Liebe Leserinnen und Leser, ich will Sie nicht ermüden, weshalb ich an dieser Stelle auf die Darstellung der Folgen des Klimawandels auf die Landwirtschaft und die Fischerei verzichte. Natürlich sind für die wenig ermutigenden Studien ausschließlich Klima-Hysteriker verantwortlich. Lassen Sie sich daher auch von den Prognosen nicht irritieren, die uns Probleme bei der Ernährungslage der Weltbevölkerung vorhersagen. Denn Michael Kretschmer (CDU) weiß: "Die Leute lehnen diese Klima-Hysterie ab." Schauen wir uns alles in bewundernswerter Ruhe an und betreiben anschließend ein bisschen Placebo-Politik - so wie es die Bundeskanzlerin für gewöhnlich tut.

Dumm für Michael Kretschmer, dass der Klimawandel in Wahrheit außerordentlich beunruhigend ist.

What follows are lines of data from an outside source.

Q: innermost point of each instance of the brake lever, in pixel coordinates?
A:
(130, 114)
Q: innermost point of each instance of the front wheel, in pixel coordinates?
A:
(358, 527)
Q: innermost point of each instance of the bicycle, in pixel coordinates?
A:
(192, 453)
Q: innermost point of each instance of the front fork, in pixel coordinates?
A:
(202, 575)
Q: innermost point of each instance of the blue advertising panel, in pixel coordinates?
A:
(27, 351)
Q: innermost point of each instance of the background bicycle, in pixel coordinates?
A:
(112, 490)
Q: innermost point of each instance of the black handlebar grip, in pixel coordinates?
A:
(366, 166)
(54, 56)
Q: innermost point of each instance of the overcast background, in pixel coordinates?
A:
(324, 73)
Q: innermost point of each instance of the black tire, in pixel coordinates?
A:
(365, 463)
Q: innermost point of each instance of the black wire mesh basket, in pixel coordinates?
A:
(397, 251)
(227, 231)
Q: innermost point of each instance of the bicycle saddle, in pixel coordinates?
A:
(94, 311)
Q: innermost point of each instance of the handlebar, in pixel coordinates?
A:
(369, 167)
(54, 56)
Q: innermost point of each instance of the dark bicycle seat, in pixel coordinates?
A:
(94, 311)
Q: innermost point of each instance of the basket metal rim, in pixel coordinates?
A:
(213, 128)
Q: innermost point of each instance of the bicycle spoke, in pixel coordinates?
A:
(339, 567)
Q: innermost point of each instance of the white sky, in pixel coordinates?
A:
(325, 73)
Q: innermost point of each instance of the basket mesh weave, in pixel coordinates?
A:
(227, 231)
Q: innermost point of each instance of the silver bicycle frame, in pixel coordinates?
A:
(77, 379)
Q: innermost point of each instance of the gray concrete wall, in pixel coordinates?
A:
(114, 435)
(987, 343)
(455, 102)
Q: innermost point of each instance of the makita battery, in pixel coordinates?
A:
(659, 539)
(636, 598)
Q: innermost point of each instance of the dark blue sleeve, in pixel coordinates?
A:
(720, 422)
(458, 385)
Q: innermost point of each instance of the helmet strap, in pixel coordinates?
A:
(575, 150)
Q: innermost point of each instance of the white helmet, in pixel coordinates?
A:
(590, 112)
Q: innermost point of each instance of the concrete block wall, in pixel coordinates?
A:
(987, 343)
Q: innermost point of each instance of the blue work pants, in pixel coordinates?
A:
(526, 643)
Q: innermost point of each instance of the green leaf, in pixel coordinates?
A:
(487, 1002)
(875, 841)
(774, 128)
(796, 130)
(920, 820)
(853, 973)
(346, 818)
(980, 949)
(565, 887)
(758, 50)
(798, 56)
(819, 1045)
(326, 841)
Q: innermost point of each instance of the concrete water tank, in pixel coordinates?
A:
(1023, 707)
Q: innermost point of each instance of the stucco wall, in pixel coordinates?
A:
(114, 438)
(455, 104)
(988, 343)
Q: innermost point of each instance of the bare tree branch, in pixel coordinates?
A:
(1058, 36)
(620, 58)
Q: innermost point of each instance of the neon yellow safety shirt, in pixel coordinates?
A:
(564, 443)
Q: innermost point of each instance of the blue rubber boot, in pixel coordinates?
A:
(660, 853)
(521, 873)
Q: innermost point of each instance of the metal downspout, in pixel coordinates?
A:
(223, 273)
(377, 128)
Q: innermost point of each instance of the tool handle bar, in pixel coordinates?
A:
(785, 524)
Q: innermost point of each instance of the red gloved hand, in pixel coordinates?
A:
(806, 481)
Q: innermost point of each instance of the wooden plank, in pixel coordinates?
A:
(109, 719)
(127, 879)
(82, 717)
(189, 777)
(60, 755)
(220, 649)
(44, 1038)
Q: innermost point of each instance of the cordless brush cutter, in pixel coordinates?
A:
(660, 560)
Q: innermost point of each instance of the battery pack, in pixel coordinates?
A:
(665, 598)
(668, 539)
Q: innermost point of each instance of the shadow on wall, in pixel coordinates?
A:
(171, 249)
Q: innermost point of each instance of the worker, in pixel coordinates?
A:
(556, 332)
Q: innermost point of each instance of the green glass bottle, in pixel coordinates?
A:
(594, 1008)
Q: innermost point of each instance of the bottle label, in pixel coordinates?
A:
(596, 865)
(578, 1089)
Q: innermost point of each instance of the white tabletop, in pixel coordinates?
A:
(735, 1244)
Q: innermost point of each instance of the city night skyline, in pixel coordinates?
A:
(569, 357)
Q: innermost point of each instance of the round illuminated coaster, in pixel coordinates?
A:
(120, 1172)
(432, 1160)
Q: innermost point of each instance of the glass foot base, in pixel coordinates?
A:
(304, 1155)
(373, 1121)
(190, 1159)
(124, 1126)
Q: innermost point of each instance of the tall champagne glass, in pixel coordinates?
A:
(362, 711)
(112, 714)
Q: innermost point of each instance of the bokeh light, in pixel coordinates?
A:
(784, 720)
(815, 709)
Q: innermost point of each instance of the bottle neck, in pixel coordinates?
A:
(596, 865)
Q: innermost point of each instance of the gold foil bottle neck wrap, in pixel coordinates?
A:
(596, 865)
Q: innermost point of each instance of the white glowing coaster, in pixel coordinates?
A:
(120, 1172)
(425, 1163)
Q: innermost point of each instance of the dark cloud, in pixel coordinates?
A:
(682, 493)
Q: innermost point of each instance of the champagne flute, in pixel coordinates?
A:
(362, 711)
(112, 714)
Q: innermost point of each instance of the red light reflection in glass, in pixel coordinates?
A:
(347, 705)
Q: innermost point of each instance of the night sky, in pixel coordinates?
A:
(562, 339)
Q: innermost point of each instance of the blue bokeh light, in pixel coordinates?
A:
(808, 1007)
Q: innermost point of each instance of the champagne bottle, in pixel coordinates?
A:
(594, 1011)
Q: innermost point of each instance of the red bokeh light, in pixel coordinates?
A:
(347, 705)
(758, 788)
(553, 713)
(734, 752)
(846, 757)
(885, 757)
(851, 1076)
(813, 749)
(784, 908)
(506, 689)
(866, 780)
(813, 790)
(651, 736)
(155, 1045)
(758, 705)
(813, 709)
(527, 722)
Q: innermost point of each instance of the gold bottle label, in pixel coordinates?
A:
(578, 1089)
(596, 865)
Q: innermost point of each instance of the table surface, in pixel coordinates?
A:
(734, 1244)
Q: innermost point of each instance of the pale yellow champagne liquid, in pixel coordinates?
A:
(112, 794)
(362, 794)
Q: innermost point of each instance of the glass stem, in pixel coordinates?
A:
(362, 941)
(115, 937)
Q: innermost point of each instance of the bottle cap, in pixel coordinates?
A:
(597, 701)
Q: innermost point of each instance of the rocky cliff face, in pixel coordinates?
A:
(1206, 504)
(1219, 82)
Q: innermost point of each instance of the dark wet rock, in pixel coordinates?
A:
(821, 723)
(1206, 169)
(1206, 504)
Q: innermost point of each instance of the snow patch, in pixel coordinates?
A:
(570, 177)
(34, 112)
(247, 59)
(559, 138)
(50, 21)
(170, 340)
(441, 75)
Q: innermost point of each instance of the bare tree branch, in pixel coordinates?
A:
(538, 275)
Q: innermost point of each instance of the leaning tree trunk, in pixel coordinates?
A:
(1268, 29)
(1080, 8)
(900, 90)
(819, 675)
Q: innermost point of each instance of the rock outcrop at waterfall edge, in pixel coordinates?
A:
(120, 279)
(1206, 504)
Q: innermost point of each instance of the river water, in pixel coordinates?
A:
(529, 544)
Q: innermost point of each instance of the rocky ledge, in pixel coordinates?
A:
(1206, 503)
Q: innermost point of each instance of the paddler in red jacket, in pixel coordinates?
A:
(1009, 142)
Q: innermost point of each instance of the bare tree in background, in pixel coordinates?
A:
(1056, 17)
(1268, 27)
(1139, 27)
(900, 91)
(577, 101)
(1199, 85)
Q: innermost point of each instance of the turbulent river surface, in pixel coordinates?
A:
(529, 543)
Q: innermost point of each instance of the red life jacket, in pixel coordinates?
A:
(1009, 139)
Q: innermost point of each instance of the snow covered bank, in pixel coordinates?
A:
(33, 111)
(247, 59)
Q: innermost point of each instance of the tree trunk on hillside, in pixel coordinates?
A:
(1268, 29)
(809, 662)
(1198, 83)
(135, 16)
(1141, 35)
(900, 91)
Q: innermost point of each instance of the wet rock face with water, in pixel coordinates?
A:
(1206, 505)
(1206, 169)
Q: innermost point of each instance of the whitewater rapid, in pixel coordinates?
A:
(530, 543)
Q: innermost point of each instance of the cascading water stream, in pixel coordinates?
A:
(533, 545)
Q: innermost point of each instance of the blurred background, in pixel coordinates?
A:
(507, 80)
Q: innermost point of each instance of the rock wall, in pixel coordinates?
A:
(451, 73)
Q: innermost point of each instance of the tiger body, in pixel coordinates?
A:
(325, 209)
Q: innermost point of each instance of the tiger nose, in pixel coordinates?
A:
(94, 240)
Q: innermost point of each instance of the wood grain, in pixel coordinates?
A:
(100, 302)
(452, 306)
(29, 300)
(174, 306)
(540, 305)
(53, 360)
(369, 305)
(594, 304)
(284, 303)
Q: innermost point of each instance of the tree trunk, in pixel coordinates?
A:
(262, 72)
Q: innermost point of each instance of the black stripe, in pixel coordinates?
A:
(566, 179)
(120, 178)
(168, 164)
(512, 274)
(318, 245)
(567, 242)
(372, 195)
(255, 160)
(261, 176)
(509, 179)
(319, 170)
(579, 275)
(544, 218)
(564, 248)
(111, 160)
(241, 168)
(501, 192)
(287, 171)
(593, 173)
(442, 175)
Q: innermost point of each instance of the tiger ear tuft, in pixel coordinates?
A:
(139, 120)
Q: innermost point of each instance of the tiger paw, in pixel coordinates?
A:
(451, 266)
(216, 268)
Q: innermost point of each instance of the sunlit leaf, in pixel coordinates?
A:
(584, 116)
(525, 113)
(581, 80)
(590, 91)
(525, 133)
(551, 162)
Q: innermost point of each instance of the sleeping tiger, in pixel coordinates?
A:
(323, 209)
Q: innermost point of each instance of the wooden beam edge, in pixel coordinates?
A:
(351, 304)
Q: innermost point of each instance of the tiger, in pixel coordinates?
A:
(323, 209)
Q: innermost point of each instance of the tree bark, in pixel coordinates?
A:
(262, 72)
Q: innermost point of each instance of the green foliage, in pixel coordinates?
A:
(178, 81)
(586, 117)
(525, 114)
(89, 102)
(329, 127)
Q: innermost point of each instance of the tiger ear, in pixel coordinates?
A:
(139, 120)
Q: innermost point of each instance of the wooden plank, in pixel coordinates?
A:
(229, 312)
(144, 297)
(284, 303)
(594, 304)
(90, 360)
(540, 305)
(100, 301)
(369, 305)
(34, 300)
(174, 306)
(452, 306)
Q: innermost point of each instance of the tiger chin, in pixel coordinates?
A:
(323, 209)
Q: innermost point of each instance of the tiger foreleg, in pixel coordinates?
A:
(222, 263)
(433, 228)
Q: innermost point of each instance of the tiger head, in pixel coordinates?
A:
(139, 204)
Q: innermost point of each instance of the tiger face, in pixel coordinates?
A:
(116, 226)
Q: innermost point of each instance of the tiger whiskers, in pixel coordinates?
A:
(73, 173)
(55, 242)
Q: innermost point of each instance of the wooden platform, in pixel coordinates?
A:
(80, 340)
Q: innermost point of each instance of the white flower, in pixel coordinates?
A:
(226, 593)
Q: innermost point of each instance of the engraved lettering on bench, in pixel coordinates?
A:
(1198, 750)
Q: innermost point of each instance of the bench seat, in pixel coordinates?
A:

Die vorliegenden Daten liegen leider am oberen Rand der Prognosen, teilweise gehen sie sogar darüber hinaus, die schlimmsten Vorhersagen scheinen sich also zu bewahrheiten. Mit anderen Worten: Das, was der sächsische Ministerpräsident abwertend als "Hysterie" bezeichnet (laut Duden: nervöse Aufgeregtheit, Erregtheit, Erregung, Überspanntheit), kann sich auf handfeste und überprüfbare Fakten berufen. Da der globale CO2-Ausstoß von Treibhausgasen ungebremst weitergeht, 2018 erreichte er der Internationalen Energieagentur zufolge mit einem Plus von 1,8 Prozent und insgesamt 33,1 Gigatonnen einen neuen Rekord [6], sollten wir wirklich hochgradig besorgt sein.

Michael Kretschmer tut sich keinen Gefallen, wenn er sich in die Riege der postfaktischen Leugner oder Abwiegler einreiht, denn auch der AfD-Vorsitzende Alexander Gauland kämpft gegen die vermeintliche Klima-Hysterie. Natürlich darf man über den besten Weg zur Klimaneutralität streiten, wer aber deren Notwendigkeit in Abrede stellt, versündigt sich an der Zukunft künftiger Generationen. Ruhe und Sachlichkeit dürfen kein Synonym für Ignoranz sein. Und Diffamierungen sollten sich für einen Ministerpräsidenten von selbst verbieten.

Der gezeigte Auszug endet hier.